Binary parallelization

Our work on parallelizing binary programs has continued in 2011, with several new results. The general principle is to analyze the binary code and extract a model of the most intense loops. The model has to include everything that is related to memory access, and also some part of the computations done in registers. Once a suitable model is extracted, it can be used to derive a new scheduling for each targeted loops, optimizing various criteria: this is where polyhedral techniques are used, providing algorithms to optimize locality, parallelism, or both at the same time. After a new scheduling is computed, the transformed code is generated by a polyhedron-scanning algorithm. Our approach relies on an intermediate representation whose emphasis is on memory accesses, hiding, i.e., outlining all low-level details and retaining only what is needed by the parallelization component: we use raw C constructs, and macros to denote outlined code. Starting with the executable program, a first phase raises the code into our intermediate representation. The second phase uses a stock parallelizing component, producing a transformed C programs. The last phase lowers this intermediate representation into a new binary executable. The system then uses a run-time monitoring component (generated automatically at the same time as the parallel version) that redirects execution to the transformed loops whenever appropriate.
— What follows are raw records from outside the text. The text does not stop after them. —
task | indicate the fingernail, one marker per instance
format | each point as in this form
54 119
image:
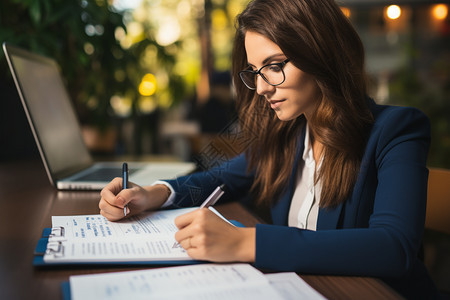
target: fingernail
121 200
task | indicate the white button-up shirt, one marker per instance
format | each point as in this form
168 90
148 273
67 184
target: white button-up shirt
304 209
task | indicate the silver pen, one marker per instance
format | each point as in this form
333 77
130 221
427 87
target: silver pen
212 199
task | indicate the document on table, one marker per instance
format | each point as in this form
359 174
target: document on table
92 238
206 281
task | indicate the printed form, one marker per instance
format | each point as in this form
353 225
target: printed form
92 238
207 281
This year's activity on this topic in our team has started by finalizing and presenting a paper at the IMPACT workshop [20] , held during CGO'2011, in Chamonix (France). This workshop focuses on tools and techniques based on the polyhedral model. It has been interesting to hear the various reactions and remarks of researchers attending our presentation: the general position is that our work opens new perspectives on the use of the polyhedral model, and avoids to need to have a complete polyhedral tool-chain. Another major aspect is the fact that our 3-phase strategy clearly separates the polyhedral part of the whole process, in essence providing a basis for a polyhedral programming language that is slightly more general that what was considered before.
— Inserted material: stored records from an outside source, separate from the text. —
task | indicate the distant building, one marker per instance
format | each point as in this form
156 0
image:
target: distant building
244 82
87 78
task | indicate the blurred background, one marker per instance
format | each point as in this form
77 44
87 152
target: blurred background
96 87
The work on this topic has continued on two directions. The first was to effectively abstract the parallelizing phase. This has been done by demonstrating the use of two distinct parallelizers: the first is PLUTO, a polyhedral locality optimizer and parallelizer, and the second is CETUS, a “simple” parallelizer. The second new direction was directed by the complexity of typical “real-world” executable programs. It has consisted in developing new dependence analysis and parallelization techniques, handling more general classes of programs. This current is currently submitted for publication.

These research results will be presented at the forthcoming HiPEAC conference, to be held in Paris in January 2012. A full-length paper has been accepted for publication in ACM Transactions on Architecture and Code Optimization some time in 2012.